Gough's imprisonment began in May 2006 when he stripped off on a flight from Southampton to Edinburgh. He was returning to Scotland to face charges connected to the second of his Land's-End-to-John-O'Groats naked rambles that had seen him make jovial appearances in the national press, and less jovial appearances in the docks of various Scottish magistrates' courts.
The mid-air strip (which in court was described as having little effect other than exciting an onboard hen party) earned Gough a four-month sentence for breach of the peace. Those four months have been extended over and over again as Gough has each time insisted on leaving prison without any clothing. The prison authorities notify the police, the police pick him up outside, he's charged with a further breach of the peace, taken to court to receive another sentence and sent back to jail.

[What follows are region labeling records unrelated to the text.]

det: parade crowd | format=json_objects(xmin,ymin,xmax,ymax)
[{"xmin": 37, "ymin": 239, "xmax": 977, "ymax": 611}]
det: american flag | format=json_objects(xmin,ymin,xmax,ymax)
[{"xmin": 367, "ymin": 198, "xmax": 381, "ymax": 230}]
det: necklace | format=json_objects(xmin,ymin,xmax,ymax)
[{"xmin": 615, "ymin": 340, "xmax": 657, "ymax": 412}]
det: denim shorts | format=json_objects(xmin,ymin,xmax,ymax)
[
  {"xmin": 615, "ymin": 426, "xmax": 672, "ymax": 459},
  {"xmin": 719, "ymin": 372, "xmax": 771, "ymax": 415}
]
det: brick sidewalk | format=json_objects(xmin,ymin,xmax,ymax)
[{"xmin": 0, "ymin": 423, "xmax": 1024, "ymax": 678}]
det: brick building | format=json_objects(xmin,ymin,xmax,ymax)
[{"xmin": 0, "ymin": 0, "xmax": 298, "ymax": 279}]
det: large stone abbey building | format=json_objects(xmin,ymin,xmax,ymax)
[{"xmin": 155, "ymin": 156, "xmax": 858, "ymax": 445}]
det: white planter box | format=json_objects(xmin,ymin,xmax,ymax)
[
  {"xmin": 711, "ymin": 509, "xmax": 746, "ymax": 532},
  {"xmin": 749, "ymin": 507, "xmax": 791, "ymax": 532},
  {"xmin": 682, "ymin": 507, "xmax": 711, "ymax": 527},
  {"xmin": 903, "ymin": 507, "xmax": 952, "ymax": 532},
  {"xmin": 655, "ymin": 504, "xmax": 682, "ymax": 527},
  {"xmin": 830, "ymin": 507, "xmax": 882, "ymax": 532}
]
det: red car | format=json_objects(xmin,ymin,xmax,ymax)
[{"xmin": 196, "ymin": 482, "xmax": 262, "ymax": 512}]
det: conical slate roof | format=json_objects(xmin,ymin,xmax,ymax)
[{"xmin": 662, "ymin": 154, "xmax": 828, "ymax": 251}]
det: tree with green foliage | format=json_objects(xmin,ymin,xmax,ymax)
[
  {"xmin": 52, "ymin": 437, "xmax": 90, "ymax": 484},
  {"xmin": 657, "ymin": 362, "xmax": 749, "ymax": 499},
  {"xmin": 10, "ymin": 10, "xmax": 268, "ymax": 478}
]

It was clear when I interviewed him that he was never going to back down on his cause. I found him extremely likeable and highly persuasive. "What I'm doing isn't about me," he said. "I'm challenging society and it must be challenged because it's wrong." It was extreme naturism mixed with equally extreme stubbornness. Yet at a philosophical level Gough was persuasive. "We can either end up living a life that others expect of us or lives based on our own truth," he wrote to me afterwards. "The difference is the difference between living a conscious life or one that is unconscious. And that's the difference between living and not living."
In the months after, Gough and I exchanged a series of amicable letters. The difficulty of housing a naked prisoner had left him in virtual solitary confinment, and he was greatly enjoying the mail he had received as a result of the piece. "No offer of a wife or girlfriend yet though," he joked in one letter. Gough was glad people would no longer think he was just an attention-seeker, or indeed mad.
His position remained unaltered though. I gently inquired about his plan for his pending release and he said he intended to walk out of prison naked and hoped he would be left to tackle his long hike home to Bournemouth.
Gough told waiting press on Tuesday, "this is my vocation" before striding south, naked, his possessions in prison-issue plastic bags. If he makes it over the English border, he will find himself on safer ground – the Scottish interpretation of a breach of the peace charge has been far more stringent than its English counterpart.
Right now he should be somewhere in central Scotland, enjoying the pouring rain. If you live between Perth and Bournemouth, and police forces continue to look the other way, he could be coming to a town near you soon.